Gerar caixa é uma das missões mais importantes de qualquer empresa, afinal, é daí que saem recursos para investir, pagar contas e, principalmente, remunerar acionistas. Para a Vale, parte dessa tarefa virá da implantação de novos projetos e, sobretudo, de uma mudança bem recebida da legislação da Indonésia.

Entre o ramp up de novos projetos (o jargão dos gestores para a curva de crescimento de receita e produção de empreendimentos com várias fases de implantação) e as exportações de níquel a partir da Indonésia, a Vale espera aumentar seu ebitda (lucro antes de juros, impostos, amortização e depreciação) entre US$ 3 bilhões e US$ 7 bilhões nos próximos anos, afirmou seu presidente, Murilo Ferreira, em teleconferência com analistas nesta quinta-feira 27.

A empresa encerrou 2013 com ebitda ajustado (descontando fatores não recorrentes) de US$ 22,7 bilhões, o terceiro melhor de sua história e 18% maior que o de 2012, também em dólares. O resultado foi alcançado, segundo a companhia, pela redução de US$ 2,8 bilhões em gastos no ano passado.

Novos projetos

Agora, a Vale espera reforçar o caixa com a entrada de receitas geradas pelo início da produção de projetos em andamento. Somente para 2014, oito dos 13 principais projetos em desenvolvimento começarão a produzir. No primeiro semestre, por exemplo, deve ser dada a partida na usina de pelotização Tubarão VIII, instalada no Espírito Santo e com capacidade para 7,5 milhões de toneladas por ano.

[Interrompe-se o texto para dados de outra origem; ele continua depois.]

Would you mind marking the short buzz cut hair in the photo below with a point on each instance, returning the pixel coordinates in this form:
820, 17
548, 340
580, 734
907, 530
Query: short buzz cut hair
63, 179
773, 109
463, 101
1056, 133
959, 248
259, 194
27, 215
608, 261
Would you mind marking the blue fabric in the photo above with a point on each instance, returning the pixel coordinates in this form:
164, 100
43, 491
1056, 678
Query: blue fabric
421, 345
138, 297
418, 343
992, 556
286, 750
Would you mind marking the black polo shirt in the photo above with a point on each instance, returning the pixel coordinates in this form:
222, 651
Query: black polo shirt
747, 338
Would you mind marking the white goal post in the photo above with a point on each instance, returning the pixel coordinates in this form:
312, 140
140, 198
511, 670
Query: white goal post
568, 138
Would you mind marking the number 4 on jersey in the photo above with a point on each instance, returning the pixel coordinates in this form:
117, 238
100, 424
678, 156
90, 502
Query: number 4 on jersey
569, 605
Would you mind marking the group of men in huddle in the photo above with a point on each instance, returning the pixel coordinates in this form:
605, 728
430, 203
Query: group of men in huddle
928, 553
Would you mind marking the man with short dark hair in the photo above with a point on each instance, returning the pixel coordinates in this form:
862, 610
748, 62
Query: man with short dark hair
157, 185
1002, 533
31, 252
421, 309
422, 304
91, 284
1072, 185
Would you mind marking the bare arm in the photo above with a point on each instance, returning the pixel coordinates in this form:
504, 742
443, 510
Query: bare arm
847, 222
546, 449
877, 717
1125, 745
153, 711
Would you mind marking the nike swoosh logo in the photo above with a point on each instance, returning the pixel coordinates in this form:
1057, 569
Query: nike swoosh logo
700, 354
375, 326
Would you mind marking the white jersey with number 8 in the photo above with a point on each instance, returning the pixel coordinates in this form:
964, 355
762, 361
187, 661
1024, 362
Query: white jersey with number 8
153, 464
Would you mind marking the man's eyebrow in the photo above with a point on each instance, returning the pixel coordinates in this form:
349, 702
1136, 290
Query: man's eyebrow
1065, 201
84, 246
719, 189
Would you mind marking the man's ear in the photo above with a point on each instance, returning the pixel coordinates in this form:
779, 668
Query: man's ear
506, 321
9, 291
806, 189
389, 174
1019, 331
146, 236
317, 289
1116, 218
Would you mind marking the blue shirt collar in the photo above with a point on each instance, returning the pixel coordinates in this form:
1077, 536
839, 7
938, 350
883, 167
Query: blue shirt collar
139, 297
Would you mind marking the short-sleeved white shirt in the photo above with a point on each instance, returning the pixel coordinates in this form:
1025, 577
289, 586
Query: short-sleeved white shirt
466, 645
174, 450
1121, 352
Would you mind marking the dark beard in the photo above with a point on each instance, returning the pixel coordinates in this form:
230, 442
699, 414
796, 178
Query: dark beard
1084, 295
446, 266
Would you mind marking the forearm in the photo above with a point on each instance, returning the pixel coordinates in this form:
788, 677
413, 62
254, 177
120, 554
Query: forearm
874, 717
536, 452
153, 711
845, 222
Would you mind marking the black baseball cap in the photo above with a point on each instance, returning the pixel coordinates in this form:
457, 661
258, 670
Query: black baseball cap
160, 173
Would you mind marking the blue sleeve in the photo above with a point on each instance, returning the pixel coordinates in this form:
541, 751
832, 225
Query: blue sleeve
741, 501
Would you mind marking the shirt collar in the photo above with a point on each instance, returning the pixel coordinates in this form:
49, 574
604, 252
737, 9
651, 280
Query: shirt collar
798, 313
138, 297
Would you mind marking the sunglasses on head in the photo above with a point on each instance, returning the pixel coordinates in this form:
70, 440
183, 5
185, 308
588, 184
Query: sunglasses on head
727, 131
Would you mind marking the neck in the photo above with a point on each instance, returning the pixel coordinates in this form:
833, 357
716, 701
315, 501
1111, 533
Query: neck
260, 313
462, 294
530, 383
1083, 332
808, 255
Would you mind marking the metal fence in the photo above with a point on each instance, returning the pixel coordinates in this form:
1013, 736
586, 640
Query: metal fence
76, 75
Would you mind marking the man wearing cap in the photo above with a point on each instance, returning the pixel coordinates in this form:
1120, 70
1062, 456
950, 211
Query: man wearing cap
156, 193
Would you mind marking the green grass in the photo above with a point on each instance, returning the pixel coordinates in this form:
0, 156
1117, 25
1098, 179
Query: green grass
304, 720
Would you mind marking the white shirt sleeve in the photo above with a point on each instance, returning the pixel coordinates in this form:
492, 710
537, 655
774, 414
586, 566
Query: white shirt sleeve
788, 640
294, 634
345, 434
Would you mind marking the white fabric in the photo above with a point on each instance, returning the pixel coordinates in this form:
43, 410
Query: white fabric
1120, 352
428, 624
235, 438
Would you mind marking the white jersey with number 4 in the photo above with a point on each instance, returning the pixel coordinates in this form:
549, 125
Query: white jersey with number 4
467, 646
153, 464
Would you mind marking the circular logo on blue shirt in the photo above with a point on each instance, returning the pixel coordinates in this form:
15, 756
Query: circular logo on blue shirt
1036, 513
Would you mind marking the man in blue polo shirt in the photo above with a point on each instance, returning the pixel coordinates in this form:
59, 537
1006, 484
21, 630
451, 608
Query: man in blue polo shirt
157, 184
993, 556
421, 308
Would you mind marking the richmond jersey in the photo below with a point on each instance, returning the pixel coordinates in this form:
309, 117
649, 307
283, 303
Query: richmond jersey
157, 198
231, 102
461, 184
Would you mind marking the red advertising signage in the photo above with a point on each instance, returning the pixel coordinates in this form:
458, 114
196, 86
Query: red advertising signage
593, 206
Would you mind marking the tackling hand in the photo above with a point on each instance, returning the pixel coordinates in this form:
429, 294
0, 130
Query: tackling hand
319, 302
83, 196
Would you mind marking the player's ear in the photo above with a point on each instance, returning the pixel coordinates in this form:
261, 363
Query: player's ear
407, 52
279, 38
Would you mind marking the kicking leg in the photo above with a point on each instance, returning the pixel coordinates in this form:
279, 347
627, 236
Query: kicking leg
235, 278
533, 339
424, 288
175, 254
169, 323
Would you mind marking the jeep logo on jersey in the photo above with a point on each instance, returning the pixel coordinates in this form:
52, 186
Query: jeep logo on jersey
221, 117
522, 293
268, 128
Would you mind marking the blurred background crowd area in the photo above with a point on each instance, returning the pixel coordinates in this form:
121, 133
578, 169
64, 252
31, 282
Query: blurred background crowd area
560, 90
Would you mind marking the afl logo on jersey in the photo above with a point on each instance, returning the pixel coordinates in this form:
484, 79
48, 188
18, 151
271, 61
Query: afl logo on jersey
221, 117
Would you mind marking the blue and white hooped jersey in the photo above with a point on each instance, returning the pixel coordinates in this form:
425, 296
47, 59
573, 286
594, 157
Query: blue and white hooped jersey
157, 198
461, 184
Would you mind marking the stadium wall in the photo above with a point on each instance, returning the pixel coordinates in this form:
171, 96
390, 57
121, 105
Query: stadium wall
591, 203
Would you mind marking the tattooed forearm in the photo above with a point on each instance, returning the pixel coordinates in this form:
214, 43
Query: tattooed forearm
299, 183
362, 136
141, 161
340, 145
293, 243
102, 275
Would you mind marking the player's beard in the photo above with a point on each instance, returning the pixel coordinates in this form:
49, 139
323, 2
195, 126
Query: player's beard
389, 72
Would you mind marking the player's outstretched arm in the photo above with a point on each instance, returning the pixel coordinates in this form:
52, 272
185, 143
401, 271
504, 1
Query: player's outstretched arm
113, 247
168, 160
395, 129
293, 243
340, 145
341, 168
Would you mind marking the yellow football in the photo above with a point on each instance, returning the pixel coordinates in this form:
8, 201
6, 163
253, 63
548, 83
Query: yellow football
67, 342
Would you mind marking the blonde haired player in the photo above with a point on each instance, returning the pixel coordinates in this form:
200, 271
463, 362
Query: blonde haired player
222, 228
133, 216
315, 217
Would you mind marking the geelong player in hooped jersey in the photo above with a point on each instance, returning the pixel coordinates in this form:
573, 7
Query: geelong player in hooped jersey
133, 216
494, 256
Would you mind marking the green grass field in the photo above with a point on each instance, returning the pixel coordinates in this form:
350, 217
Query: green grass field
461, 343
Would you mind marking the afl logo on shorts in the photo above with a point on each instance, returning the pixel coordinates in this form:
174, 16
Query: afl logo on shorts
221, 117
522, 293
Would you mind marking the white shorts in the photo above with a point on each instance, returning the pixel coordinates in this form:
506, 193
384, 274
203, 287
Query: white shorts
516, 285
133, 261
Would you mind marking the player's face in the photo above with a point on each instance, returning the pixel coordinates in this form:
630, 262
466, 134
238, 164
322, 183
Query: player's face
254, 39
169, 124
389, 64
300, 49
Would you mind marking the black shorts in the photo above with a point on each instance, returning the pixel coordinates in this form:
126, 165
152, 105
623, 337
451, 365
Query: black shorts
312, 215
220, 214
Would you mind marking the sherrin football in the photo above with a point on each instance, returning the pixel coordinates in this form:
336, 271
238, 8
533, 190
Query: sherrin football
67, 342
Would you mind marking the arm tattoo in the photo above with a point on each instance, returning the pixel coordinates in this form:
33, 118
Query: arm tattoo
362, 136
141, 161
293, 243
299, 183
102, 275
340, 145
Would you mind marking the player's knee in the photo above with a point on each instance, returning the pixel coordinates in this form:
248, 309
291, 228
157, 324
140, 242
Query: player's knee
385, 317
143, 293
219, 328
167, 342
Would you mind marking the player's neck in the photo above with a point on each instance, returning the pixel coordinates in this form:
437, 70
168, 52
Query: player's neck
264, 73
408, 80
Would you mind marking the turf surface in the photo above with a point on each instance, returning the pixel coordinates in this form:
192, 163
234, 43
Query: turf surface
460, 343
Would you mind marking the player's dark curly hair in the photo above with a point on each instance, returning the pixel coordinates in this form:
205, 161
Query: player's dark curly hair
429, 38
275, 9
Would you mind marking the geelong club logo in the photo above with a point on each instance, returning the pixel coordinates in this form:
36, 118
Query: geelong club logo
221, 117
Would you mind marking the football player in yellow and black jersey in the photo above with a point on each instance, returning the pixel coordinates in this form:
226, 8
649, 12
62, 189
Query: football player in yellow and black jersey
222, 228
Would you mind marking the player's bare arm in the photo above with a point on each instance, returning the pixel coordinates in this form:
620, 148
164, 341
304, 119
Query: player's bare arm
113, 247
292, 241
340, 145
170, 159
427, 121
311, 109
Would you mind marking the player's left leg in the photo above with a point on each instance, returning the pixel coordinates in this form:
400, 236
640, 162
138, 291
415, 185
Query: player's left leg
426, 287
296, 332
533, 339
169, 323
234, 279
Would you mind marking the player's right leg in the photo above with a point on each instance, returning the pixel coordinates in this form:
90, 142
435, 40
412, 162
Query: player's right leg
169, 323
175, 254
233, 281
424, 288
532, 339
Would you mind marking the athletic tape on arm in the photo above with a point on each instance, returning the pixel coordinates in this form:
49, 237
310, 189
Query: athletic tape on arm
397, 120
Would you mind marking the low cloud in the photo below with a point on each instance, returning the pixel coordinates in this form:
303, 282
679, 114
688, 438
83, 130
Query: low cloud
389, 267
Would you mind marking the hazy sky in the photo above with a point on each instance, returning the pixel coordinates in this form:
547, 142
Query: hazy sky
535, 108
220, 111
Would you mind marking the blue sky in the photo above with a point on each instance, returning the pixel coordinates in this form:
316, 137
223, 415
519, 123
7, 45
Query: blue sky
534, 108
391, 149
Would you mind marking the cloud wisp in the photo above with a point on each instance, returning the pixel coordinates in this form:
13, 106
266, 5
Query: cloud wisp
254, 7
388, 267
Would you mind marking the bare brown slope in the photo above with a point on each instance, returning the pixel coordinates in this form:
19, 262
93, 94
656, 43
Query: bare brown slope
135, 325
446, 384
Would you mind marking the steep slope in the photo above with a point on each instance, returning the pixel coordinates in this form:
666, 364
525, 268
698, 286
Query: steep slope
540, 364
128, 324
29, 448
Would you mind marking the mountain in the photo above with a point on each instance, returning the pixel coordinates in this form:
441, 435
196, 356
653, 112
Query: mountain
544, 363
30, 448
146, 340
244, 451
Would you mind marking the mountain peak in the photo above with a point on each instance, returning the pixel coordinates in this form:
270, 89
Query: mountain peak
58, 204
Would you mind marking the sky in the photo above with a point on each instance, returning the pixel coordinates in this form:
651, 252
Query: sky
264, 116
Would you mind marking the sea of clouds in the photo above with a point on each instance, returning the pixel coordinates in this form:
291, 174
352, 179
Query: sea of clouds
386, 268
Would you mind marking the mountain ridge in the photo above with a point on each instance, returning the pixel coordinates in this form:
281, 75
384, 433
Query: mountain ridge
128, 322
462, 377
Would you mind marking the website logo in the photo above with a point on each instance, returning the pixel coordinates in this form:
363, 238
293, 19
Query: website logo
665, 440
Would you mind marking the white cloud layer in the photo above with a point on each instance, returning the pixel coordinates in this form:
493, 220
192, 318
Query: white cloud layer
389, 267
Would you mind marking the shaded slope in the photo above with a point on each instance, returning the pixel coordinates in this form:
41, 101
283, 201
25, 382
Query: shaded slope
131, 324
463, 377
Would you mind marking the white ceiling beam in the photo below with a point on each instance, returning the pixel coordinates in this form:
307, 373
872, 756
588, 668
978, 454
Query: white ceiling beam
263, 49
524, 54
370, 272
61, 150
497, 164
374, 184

No segundo semestre, a produção em Minas Gerais deve ser reforçada pela inauguração de uma planta de beneficiamento de minério de ferro, batizada de Vargem Grande Itabiritos, com capacidade adicional de 10 milhões de toneladas por ano. Também em Minas, a Vale está adaptando uma planta de itabiritos de baixo teor na mina de Conceição, conhecida como Conceição Itabiritos II. A planta terá capacidade nominal de 19 milhões de toneladas.

Os projetos de expansão ou implantação de novas unidades já geraram um ebitda adicional de US$ 1,7 bilhão para a empresa no ano passado.

Mas a maior contribuição para a geração futura de caixa da empresa veio do outro lado do mundo. Neste mês, o governo da Indonésia proibiu as mineradoras que operam no país de exportar minério de níquel bruto. O objetivo é incentivar a exportação de minério refinado para aumentar a renda gerada com o comércio internacional.

Impulso

A decisão beneficia também a Vale, já que a empresa mantém naquele país uma grande operação de níquel, batizada de Vale Indonésia, e é uma das maiores produtoras mundiais do metal. Para se ter uma ideia, segundo Ferreira, desconsiderando-se o impulso indonésio, o ebitda da empresa subiria entre US$ 3 bilhões e US$ 4 bilhões. Com a nova regulamentação indonésia, o teto passou a US$ 7 bilhões, ou 75% mais que o anterior. “É uma mudança expressiva de valores”, afirmou na teleconferência.

A Indonésia hoje é a principal fornecedora de níquel para a China, respondendo por cerca de 70% do abastecimento. Os analistas esperam que a nova legislação reduza os estoques de minério de níquel bruto na China neste ano, estimados em 30 milhões de toneladas.

Com as restrições, a Vale estima também que o preço médio do metal volte a subir. Atualmente, segundo a empresa, sua cotação está abaixo dos preços de custo. Atualmente, o metal é negociado em Londres a cerca de US$ 14 mil por tonelada. Em seu pico, em 2007, o valor chegou a US$ 33 mil. Ferreira, no entanto, preferiu ser moderado sem suas expectativas. “Não acredito que os preços voltem ao patamar de 2007”, afirmou na teleconferência de hoje. De qualquer modo, será uma ajuda e tanto para o caixa da Vale.